Niçoise salad is a classic French salad originating from the city of Nice in the French Riviera. Filled with both fresh and cooked ingredients like tuna, hard-boiled eggs, tomatoes, green beans, lettuce, and boiled potatoes in a tangy lemon dressing, it's the perfect summertime salad.
In a small bowl, whisk together all of the ingredients for the lemon dressing until combined. Set aside.
Bring a large pot of salted water to a boil. Gently place the eggs in the water and cook for 7-10 minutes. Seven minutes will give jammier insides, whereas 9-10 minutes will result in more hard-boiled eggs. Carefully remove the eggs and transfer them to an ice bath for a few minutes, then gently crack, peel, and halve each one.
Bring a second pot of salted water to a boil. Add the baby potatoes and cook for 12-15 minutes or until fork tender. Using a slotted spoon, remove the potatoes from the pot (leaving the water in the pot). Transfer the potatoes to an ice bath, then cut them into quarters.
Return the water to a boil. Add the trimmed green beans. Blanch for 1-2 minutes or until they turn a bright green color. Transfer to an ice bath to chill before draining.

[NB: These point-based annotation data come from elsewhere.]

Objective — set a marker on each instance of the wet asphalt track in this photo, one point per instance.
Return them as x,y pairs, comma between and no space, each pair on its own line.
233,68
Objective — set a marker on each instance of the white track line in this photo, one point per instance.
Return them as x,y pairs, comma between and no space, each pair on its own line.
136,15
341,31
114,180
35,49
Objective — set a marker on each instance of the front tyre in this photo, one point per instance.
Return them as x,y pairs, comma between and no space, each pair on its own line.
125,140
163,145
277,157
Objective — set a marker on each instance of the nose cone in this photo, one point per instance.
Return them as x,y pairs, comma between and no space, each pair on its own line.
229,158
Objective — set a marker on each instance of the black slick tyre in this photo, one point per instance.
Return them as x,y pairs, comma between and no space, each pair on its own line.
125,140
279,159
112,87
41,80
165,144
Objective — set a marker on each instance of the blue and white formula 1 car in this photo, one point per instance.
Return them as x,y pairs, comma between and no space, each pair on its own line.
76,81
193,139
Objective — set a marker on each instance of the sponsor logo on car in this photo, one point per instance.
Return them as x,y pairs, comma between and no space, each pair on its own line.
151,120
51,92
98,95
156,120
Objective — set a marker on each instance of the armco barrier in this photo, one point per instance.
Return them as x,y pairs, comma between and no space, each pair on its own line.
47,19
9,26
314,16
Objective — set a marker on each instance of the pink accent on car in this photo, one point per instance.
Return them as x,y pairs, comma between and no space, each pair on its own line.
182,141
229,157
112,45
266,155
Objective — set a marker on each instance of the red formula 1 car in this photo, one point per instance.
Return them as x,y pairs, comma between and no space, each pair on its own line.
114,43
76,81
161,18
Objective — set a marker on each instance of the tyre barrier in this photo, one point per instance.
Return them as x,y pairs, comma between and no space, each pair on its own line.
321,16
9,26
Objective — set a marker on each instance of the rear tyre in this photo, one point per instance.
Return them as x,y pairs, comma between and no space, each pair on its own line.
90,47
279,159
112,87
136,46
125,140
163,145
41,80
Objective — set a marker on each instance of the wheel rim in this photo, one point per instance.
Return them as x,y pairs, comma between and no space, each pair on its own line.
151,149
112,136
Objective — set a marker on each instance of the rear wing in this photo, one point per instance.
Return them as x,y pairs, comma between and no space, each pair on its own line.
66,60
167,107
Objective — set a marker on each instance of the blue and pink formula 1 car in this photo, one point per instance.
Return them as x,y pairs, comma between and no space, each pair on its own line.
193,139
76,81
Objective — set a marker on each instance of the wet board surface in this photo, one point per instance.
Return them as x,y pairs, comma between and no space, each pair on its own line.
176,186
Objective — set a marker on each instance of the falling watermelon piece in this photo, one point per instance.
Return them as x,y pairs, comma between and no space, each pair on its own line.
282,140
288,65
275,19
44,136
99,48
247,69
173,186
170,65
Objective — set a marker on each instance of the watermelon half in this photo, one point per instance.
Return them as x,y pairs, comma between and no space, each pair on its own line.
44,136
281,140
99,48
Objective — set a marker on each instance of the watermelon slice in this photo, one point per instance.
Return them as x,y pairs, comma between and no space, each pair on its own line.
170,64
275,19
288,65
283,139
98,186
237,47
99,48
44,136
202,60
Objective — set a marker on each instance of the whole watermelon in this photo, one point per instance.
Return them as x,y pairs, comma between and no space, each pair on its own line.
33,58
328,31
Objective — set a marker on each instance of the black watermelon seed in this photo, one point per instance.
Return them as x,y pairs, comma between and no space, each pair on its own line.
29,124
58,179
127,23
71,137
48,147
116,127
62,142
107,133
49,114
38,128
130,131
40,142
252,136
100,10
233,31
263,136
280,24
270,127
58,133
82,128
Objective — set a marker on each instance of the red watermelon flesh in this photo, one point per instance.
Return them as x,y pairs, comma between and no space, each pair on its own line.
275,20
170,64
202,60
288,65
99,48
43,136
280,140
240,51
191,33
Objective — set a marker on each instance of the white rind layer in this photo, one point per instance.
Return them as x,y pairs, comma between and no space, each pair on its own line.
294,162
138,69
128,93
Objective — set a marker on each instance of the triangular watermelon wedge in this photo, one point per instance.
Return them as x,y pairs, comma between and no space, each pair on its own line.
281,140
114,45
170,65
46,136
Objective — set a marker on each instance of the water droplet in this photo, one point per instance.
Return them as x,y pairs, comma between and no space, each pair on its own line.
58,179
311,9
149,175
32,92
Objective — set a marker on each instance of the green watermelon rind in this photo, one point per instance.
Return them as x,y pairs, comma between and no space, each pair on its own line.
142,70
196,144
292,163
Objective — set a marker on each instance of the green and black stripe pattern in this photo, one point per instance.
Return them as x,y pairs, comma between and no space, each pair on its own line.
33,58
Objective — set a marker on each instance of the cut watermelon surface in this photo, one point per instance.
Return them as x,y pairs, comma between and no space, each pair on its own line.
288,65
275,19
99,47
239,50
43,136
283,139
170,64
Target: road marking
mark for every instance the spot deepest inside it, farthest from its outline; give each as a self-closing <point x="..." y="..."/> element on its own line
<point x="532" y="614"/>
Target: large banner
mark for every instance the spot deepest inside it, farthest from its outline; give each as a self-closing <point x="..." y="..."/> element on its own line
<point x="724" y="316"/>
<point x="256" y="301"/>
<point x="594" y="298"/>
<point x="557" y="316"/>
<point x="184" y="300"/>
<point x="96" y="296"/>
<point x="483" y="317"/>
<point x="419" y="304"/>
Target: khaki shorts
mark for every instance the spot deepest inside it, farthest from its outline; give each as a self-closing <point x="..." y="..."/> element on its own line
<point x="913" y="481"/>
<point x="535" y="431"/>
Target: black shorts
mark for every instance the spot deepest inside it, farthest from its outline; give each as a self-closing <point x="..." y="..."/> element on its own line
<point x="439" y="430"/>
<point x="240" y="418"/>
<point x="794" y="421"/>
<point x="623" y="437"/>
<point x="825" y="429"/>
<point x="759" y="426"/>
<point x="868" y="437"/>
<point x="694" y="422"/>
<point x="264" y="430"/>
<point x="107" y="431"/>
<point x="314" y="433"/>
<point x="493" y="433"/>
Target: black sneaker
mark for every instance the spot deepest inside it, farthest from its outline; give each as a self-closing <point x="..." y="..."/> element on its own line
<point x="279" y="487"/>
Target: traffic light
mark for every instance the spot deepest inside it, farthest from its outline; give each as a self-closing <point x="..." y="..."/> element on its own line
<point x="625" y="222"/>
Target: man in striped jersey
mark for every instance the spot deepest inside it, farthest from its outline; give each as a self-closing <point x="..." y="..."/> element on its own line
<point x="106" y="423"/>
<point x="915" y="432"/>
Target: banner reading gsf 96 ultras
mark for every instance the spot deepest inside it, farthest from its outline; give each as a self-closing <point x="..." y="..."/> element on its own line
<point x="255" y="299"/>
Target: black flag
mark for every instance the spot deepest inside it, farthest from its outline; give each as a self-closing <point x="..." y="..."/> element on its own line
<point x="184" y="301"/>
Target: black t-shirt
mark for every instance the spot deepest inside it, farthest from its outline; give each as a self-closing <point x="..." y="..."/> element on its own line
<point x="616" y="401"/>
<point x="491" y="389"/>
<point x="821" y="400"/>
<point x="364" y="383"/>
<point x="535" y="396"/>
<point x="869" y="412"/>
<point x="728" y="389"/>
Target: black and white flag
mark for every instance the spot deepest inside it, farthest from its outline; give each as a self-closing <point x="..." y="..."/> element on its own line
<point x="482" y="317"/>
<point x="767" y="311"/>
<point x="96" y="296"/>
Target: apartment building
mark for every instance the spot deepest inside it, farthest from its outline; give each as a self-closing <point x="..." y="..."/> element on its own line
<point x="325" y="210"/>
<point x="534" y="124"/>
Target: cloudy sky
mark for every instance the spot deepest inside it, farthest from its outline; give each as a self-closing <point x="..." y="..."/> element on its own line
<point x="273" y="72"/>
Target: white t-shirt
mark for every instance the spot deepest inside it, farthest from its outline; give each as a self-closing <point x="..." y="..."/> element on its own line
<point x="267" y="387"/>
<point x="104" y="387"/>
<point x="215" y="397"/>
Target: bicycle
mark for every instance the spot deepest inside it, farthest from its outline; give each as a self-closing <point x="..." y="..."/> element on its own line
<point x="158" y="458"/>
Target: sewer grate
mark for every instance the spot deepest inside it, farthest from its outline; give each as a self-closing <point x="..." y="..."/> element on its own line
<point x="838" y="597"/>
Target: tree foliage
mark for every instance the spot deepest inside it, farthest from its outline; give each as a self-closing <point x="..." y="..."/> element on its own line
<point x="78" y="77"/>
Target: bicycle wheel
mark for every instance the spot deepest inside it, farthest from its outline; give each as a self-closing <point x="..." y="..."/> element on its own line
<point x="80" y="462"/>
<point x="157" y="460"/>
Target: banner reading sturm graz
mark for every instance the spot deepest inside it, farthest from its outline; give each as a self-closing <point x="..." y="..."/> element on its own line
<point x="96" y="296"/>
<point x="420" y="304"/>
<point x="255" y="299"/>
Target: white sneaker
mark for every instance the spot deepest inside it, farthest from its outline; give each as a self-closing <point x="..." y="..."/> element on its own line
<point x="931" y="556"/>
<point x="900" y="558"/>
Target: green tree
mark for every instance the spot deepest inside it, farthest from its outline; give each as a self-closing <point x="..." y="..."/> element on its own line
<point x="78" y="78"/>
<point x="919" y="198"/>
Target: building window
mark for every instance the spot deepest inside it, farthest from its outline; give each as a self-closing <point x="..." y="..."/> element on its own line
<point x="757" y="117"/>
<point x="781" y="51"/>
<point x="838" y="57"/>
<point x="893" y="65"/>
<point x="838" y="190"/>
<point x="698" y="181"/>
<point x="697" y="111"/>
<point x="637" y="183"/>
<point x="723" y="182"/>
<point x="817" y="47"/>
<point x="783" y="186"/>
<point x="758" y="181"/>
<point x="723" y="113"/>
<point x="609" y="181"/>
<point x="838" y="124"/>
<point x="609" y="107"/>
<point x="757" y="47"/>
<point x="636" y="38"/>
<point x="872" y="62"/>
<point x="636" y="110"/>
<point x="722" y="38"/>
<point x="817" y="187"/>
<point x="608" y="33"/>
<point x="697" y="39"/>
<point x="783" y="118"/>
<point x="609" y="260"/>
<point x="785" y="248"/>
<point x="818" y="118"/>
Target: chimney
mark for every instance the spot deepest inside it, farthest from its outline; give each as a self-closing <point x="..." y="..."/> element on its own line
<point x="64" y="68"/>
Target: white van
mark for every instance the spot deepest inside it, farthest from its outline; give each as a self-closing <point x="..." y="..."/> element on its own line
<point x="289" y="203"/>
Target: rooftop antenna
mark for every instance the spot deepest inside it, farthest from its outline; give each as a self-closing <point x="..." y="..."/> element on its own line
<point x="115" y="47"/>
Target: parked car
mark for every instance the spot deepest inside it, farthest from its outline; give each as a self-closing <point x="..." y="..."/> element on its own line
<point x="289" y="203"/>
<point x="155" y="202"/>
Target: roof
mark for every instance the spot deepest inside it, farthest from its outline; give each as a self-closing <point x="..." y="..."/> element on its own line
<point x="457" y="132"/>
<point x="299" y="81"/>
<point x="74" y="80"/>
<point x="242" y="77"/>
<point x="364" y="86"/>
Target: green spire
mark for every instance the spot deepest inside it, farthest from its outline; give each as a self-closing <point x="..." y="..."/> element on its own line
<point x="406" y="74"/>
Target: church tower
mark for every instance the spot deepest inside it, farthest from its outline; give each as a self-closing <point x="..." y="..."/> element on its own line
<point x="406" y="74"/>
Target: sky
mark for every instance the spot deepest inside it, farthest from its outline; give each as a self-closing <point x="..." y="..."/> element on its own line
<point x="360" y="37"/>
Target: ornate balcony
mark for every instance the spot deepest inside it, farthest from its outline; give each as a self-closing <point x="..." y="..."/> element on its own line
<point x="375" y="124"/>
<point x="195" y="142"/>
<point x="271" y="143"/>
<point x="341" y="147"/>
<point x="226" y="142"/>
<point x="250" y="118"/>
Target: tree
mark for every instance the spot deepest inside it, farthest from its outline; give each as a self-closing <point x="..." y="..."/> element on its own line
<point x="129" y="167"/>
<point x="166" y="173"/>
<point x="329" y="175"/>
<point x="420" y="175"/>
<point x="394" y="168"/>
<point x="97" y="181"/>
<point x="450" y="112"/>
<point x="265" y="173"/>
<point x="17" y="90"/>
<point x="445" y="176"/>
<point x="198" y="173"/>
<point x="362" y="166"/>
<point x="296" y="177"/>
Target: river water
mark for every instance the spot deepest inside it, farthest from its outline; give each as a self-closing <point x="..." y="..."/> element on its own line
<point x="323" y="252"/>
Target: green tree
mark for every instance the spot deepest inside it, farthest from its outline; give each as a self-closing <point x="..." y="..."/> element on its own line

Over a large platter or salad plate, arrange the mixed greens. The greens will serve as the base for the salad.
Next, arrange the green beans, potatoes, eggs, olives, tomatoes, tuna, and red onion. Drizzle the dressing over the salad and gently toss (if desired).
Notes
Leftovers: For best results, store the salad ingredients separately in airtight containers in the refrigerator for up to two days. The salad dressing can be stored in an airtight container in the fridge for up to 2 weeks. Shake well before using.